Официальные дипломатические приемы с раз и навсегда установленным протоколом, казалось бы, не самое подходящее место для серьезных разговоров, которые могут круто изменить ход если не истории в целом, то, по крайней мере, отношений между странами. Поэтому подчеркнутое внимание Гитлера к советскому полпреду Алексею Мерекалову во время церемониального обхода дипкорпуса на новогоднем приеме в новой Рейхсканцелярии, состоявшемся 12 января 1939 года, вызвало среди английских, французских и польских дипломатов чувство, схожее с паникой. Разговор фюрера с полпредом сразу же стал предметом спекуляций во многих столицах, однако опубликованные впервые в 1990 году записи служебного дневника Мерекалова, немедленно сообщенные телеграммой в Москву, свидетельствуют, что содержание их краткой беседы было совершенно ординарным и не выходило за рамки протокола. «Гитлер подошел ко мне, поздоровался, спросил о житье в Берлине, о семье, о моей поездке в Москву, подчеркнув, что ему известно о моем визите к Шуленбургу [германский посол в СССР граф Фридрих фон дер Шуленбург. — В. М.] в Москве, пожелал успеха и распрощался. За ним подходили по очереди: Риббентроп, Ламмерс, ген[ерал Вильгельм] Кейтель, Майснер [шеф Президентской канцелярии Отто Мейсснер. — В. М.]. Каждый из них поддержал 3–5 минутный разговор в знак внимания.
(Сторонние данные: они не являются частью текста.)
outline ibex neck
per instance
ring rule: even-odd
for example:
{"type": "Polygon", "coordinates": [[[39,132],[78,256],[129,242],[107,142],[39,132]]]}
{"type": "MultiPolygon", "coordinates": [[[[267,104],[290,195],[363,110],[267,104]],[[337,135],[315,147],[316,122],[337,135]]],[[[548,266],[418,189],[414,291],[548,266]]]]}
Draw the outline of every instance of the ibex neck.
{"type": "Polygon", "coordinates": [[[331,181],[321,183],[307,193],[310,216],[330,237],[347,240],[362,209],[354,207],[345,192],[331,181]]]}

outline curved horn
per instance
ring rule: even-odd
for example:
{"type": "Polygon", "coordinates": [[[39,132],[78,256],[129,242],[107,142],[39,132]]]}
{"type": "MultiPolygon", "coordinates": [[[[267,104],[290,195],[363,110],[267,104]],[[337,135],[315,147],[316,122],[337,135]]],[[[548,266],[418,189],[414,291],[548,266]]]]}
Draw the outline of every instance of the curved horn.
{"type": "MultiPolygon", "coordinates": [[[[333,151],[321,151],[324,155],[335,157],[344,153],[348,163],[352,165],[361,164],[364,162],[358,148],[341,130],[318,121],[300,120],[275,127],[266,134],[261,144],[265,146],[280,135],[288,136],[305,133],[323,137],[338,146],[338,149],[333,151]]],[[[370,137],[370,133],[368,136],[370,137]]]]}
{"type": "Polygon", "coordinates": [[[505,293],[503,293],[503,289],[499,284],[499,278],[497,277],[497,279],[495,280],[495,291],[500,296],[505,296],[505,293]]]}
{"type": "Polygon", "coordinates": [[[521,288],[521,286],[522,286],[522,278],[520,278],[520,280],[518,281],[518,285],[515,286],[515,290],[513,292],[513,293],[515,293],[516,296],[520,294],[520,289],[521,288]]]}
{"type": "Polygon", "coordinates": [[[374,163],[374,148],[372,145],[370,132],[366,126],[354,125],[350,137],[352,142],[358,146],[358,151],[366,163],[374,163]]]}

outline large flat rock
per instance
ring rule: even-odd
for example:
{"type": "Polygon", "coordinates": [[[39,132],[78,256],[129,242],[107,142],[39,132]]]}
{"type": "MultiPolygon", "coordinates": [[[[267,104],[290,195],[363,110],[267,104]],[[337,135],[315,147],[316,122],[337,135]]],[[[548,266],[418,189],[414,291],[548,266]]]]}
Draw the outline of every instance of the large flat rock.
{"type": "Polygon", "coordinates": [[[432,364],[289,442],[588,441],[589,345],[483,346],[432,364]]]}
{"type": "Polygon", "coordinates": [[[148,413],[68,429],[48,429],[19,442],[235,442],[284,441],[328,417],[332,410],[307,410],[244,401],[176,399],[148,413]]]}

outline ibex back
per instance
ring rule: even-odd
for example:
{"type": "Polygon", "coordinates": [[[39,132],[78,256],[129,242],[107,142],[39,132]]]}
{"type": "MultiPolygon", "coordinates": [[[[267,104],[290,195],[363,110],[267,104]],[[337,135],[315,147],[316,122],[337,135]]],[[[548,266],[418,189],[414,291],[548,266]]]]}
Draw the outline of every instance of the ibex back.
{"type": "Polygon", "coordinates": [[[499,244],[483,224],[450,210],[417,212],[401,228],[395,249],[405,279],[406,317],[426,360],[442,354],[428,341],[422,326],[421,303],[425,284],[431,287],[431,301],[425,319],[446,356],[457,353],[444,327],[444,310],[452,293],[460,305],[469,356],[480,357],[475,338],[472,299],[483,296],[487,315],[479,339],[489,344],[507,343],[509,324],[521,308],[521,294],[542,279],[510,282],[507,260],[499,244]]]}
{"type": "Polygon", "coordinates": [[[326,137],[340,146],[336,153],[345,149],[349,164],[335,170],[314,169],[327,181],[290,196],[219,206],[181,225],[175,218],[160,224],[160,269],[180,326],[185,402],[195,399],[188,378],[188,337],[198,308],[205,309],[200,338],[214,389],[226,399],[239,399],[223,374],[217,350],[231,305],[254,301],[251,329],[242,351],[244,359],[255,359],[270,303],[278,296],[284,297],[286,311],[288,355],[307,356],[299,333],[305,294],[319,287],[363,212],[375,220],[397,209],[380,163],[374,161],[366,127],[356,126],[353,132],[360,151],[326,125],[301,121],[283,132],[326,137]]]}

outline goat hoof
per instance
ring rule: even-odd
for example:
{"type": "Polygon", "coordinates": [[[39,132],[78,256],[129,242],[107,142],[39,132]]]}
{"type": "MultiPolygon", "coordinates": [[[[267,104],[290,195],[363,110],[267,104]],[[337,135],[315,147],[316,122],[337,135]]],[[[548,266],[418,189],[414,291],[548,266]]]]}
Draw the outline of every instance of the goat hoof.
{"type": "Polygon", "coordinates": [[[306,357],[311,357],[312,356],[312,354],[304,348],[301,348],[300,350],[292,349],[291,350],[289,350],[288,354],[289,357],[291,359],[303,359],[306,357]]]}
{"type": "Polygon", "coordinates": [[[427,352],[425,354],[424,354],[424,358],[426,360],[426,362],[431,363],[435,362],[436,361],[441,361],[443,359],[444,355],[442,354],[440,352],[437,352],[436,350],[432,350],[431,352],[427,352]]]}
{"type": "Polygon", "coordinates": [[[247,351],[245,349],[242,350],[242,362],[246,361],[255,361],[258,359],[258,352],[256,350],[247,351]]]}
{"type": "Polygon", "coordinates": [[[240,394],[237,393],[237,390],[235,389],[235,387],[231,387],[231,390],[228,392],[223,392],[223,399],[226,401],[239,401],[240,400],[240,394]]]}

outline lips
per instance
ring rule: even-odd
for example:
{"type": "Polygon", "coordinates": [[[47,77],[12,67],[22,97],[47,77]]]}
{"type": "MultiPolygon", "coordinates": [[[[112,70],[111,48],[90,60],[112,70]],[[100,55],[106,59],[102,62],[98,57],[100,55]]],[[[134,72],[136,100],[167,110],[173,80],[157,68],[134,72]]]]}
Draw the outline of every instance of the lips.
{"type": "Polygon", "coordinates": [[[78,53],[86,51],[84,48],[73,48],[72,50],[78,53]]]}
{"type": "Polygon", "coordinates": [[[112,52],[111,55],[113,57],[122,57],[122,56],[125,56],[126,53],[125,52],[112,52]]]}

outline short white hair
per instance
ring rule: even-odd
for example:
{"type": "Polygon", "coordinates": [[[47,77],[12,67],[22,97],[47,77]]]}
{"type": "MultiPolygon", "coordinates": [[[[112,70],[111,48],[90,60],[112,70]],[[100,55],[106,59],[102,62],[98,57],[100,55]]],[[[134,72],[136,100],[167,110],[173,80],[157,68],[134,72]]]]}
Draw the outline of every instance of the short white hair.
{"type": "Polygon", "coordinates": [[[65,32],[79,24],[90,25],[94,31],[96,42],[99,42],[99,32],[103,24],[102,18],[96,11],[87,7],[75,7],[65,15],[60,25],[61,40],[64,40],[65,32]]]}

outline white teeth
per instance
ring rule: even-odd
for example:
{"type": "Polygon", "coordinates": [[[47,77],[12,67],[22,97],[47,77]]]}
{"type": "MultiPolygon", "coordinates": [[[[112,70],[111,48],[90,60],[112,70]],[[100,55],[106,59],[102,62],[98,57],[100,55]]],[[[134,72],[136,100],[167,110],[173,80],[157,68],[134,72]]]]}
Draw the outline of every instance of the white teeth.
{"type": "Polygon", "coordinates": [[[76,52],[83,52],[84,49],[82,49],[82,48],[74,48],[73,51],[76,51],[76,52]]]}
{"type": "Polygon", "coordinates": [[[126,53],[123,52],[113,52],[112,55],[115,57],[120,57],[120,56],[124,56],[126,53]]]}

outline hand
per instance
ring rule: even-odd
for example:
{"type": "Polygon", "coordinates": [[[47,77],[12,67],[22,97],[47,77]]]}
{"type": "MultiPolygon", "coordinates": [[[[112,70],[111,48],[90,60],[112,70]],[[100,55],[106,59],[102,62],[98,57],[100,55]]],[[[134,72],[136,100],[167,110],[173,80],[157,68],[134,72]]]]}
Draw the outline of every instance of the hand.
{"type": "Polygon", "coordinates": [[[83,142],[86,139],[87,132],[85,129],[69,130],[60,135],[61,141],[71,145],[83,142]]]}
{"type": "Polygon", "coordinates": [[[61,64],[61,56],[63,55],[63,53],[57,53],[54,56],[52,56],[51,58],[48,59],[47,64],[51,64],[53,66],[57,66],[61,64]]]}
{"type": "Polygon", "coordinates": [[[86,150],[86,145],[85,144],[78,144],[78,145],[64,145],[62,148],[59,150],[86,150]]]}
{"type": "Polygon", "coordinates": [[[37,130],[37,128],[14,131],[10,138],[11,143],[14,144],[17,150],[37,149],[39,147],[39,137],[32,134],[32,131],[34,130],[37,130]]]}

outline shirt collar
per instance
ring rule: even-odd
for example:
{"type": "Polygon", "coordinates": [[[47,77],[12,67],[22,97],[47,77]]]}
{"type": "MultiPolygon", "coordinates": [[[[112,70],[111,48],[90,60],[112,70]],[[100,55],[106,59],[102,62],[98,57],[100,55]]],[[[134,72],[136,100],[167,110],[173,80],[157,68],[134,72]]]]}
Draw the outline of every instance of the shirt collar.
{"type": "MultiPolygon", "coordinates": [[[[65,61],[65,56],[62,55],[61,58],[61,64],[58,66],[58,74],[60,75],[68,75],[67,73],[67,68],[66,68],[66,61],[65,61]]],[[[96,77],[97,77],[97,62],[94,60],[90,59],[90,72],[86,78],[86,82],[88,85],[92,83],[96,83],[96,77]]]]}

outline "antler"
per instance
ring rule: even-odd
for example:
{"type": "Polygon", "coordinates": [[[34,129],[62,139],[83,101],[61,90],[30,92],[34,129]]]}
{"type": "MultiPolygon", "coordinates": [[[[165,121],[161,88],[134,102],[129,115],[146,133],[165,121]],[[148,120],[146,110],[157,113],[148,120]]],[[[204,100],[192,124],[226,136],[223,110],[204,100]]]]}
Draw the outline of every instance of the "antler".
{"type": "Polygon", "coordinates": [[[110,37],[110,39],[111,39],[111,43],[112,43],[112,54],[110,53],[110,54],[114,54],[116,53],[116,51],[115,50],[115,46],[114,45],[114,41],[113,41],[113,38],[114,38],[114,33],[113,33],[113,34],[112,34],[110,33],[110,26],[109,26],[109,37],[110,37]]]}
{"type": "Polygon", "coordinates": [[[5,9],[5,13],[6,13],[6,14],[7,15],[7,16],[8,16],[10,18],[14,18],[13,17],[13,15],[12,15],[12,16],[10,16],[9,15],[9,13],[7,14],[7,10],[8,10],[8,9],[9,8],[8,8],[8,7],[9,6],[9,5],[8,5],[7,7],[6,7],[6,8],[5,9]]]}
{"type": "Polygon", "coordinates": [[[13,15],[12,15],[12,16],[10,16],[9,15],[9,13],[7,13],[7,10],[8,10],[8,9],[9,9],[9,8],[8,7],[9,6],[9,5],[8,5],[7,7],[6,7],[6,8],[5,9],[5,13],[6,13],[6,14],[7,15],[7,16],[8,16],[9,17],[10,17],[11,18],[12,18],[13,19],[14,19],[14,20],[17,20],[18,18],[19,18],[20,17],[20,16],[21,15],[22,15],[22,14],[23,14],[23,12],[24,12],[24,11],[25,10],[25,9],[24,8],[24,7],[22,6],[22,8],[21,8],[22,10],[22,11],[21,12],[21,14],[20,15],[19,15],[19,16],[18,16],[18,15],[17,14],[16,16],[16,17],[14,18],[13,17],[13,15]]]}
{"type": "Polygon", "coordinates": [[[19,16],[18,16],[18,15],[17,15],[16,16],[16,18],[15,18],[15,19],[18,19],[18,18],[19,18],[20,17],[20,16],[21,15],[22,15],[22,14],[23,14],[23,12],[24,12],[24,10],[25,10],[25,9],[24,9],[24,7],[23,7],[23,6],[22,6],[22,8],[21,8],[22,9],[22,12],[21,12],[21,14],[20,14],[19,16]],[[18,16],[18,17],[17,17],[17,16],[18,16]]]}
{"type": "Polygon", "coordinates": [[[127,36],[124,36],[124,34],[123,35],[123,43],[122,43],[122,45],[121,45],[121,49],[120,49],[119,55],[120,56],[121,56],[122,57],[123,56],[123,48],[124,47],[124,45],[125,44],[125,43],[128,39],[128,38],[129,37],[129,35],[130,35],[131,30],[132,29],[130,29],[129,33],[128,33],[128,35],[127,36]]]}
Внешне Гитлер держался очень любезно, не проявляя какой-либо неприязни или сухости и, несмотря на мое плохое знание немецкого языка, поддерживал разговор со мной без переводчика»{1}. В свете изложенного предположения о том, что полпред не понял что-то из сказанного Гитлером (понадобилось — перевели бы немедленно!) или, напротив, услышав нечто важное, побоялся сообщить об этом в Москву, представляются безосновательными.
Важно было не содержание разговора, но сам факт внимания фюрера к представителю СССР, отношение к которому германских официальных лиц ранее было подчеркнуто пренебрежительным, причем по личному указанию Гитлера. Это не осталось незамеченным наблюдателями, равно как и отсутствие антисоветских выпадов в его программной речи, произнесенной в Рейхстаге 30 января. Сам Гитлер 22 августа, накануне заключения советско-германского пакта о ненападении, говорил своим генералам, что прилагал усилия к соглашению с Москвой, начиная именно с этого банкета{2}.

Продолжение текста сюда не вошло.